Richard Golle zeigte sich nach dem Gespräch "zuversichtlich" hinsichtlich der Zukunft des Vogelsberggartens. "Ich habe nach dem Treffen den Eindruck gewonnen, dass die Wichtigkeit des Gartens deutlich erkannt wurde", so der Fördervereinsgeschäftsführer. Auch er hoffe natürlich, dass die Finanzierung künftig auf dauerhafte Füße gestellt werde. Sollten so die benötigten Personalkosten gedeckt werden, wäre es auch möglich, um im Rahmen des "Arche-Projektes", finanziert durch Fördermittel, gezielt bedrohte Pflanzen, die auf der roten Liste stehen, nach zu züchten und auf geeigneten Flächen unter effektiver Überwachung anzupflanzen.

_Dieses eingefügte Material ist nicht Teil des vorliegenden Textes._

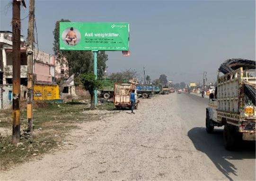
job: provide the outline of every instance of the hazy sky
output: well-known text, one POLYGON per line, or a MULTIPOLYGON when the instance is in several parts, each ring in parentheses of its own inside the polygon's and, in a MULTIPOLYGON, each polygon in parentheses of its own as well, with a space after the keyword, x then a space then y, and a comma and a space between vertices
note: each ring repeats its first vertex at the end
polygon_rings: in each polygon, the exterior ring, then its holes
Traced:
MULTIPOLYGON (((11 31, 9 0, 0 1, 0 30, 11 31)), ((29 1, 25 0, 28 7, 29 1)), ((175 82, 216 79, 229 58, 255 60, 255 2, 179 0, 89 1, 35 0, 39 49, 53 53, 56 21, 128 22, 131 56, 107 52, 108 72, 136 69, 151 79, 165 74, 175 82)), ((22 18, 28 9, 22 9, 22 18)), ((22 21, 27 33, 28 18, 22 21)))

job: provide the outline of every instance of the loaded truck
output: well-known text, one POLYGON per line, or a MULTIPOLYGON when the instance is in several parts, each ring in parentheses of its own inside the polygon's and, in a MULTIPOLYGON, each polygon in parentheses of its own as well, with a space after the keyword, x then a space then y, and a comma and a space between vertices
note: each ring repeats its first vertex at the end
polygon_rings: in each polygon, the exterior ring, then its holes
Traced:
POLYGON ((219 68, 217 87, 209 95, 205 124, 209 133, 215 126, 224 126, 228 150, 237 148, 243 140, 255 141, 256 80, 255 61, 229 59, 219 68))
POLYGON ((170 88, 168 87, 163 87, 162 90, 163 94, 169 94, 170 93, 170 88))
POLYGON ((154 88, 151 86, 137 85, 136 90, 138 96, 143 98, 149 98, 154 96, 154 88))
POLYGON ((115 82, 114 86, 114 103, 117 109, 132 107, 130 95, 132 90, 135 90, 136 102, 134 108, 138 108, 138 96, 136 90, 136 84, 133 83, 115 82))

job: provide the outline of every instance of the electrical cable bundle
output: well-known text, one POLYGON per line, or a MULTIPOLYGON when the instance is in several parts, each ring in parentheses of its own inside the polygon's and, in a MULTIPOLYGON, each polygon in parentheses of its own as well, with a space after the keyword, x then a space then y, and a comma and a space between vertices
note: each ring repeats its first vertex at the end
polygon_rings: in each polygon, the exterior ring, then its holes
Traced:
MULTIPOLYGON (((243 70, 255 70, 255 60, 243 58, 229 59, 221 65, 219 70, 224 74, 226 74, 240 67, 243 67, 243 70)), ((256 99, 255 87, 245 84, 244 89, 245 94, 255 106, 256 99)))
POLYGON ((243 70, 255 69, 255 60, 243 58, 228 59, 221 65, 219 70, 226 74, 240 67, 243 67, 243 70))

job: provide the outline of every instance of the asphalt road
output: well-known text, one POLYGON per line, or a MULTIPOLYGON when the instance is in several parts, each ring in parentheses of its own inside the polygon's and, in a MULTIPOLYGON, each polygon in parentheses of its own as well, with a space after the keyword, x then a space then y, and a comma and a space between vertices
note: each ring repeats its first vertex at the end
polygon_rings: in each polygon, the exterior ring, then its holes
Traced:
POLYGON ((244 141, 241 148, 235 151, 225 149, 223 142, 223 127, 215 127, 213 134, 207 134, 205 128, 205 109, 207 99, 188 94, 180 97, 177 105, 186 107, 191 114, 181 114, 184 120, 189 120, 187 135, 195 148, 210 159, 217 169, 230 180, 255 180, 255 144, 244 141))
POLYGON ((255 145, 226 150, 205 131, 208 99, 171 94, 142 99, 135 114, 95 111, 63 151, 0 173, 0 180, 255 180, 255 145), (72 146, 73 145, 73 146, 72 146))

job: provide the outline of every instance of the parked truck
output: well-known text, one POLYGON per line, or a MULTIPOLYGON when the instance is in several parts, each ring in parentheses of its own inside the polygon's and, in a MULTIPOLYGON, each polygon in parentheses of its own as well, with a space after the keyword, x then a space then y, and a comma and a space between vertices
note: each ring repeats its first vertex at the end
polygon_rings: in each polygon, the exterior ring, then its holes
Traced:
MULTIPOLYGON (((230 65, 234 62, 237 62, 228 61, 230 65)), ((222 76, 219 71, 214 93, 209 95, 206 110, 206 131, 212 133, 214 126, 224 125, 224 144, 228 150, 241 145, 242 140, 255 141, 255 61, 253 70, 245 70, 243 67, 230 69, 227 72, 223 71, 225 74, 222 76)))
POLYGON ((130 98, 132 90, 135 90, 136 102, 134 108, 138 108, 138 98, 136 91, 136 84, 133 83, 115 82, 114 86, 114 103, 117 109, 131 108, 132 103, 130 98))
POLYGON ((154 87, 152 86, 137 85, 136 88, 137 93, 140 97, 149 98, 154 96, 154 87))
POLYGON ((170 88, 169 87, 164 87, 162 91, 163 94, 169 94, 170 93, 170 88))

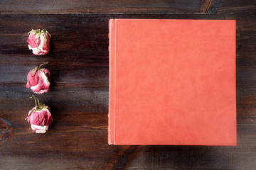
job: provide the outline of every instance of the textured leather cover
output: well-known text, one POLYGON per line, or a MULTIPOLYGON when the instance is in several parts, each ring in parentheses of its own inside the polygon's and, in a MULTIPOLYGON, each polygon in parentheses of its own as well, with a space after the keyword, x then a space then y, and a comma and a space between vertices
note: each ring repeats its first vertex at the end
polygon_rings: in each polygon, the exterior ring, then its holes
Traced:
POLYGON ((236 145, 235 21, 110 21, 109 144, 236 145))

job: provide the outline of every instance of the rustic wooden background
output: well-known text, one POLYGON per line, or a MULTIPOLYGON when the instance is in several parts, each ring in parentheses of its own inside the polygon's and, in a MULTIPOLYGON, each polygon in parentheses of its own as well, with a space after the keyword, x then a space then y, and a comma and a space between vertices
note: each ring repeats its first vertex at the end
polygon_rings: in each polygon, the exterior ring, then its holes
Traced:
POLYGON ((1 0, 0 110, 0 169, 256 169, 256 1, 1 0), (237 20, 238 146, 107 144, 114 18, 237 20), (28 50, 32 28, 51 34, 48 55, 28 50), (36 96, 53 123, 40 135, 24 120, 34 106, 25 86, 46 61, 50 91, 36 96))

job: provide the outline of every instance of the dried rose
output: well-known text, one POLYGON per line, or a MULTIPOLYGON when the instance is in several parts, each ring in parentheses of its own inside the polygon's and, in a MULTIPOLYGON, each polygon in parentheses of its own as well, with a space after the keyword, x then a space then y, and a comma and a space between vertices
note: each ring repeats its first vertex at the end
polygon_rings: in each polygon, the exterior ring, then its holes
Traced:
POLYGON ((48 53, 50 35, 46 29, 32 29, 28 34, 28 46, 29 50, 32 50, 33 54, 44 55, 48 53))
POLYGON ((47 62, 43 63, 38 67, 31 69, 28 74, 28 82, 26 87, 31 89, 36 94, 43 94, 49 91, 50 72, 47 69, 40 68, 46 64, 47 62))
POLYGON ((29 110, 27 118, 28 124, 31 124, 33 132, 36 133, 45 133, 48 129, 49 125, 53 123, 53 117, 50 113, 50 108, 39 102, 38 98, 33 96, 35 99, 36 107, 29 110))

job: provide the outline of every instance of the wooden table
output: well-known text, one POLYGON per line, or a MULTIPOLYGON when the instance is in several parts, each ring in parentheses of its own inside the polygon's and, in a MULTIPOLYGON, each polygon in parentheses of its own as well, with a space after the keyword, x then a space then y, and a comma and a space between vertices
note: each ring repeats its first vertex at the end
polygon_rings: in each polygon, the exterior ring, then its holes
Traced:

Golle will nun die Bedürfnisse des Vogelsberggartens auf einer außerordentlichen Verbandsversammlung des Naturparks Ende Juni, vorstellen. Alle beteiligten Akteure betonten jedenfalls die Wichtigkeit des Vogelsberggartens für den Erhalt der Vogelsberger Biodiversität. Dass eine dauerhafte Lösung gefunden werden kann, dürfte angesichts dessen also recht wahrscheinlich sein.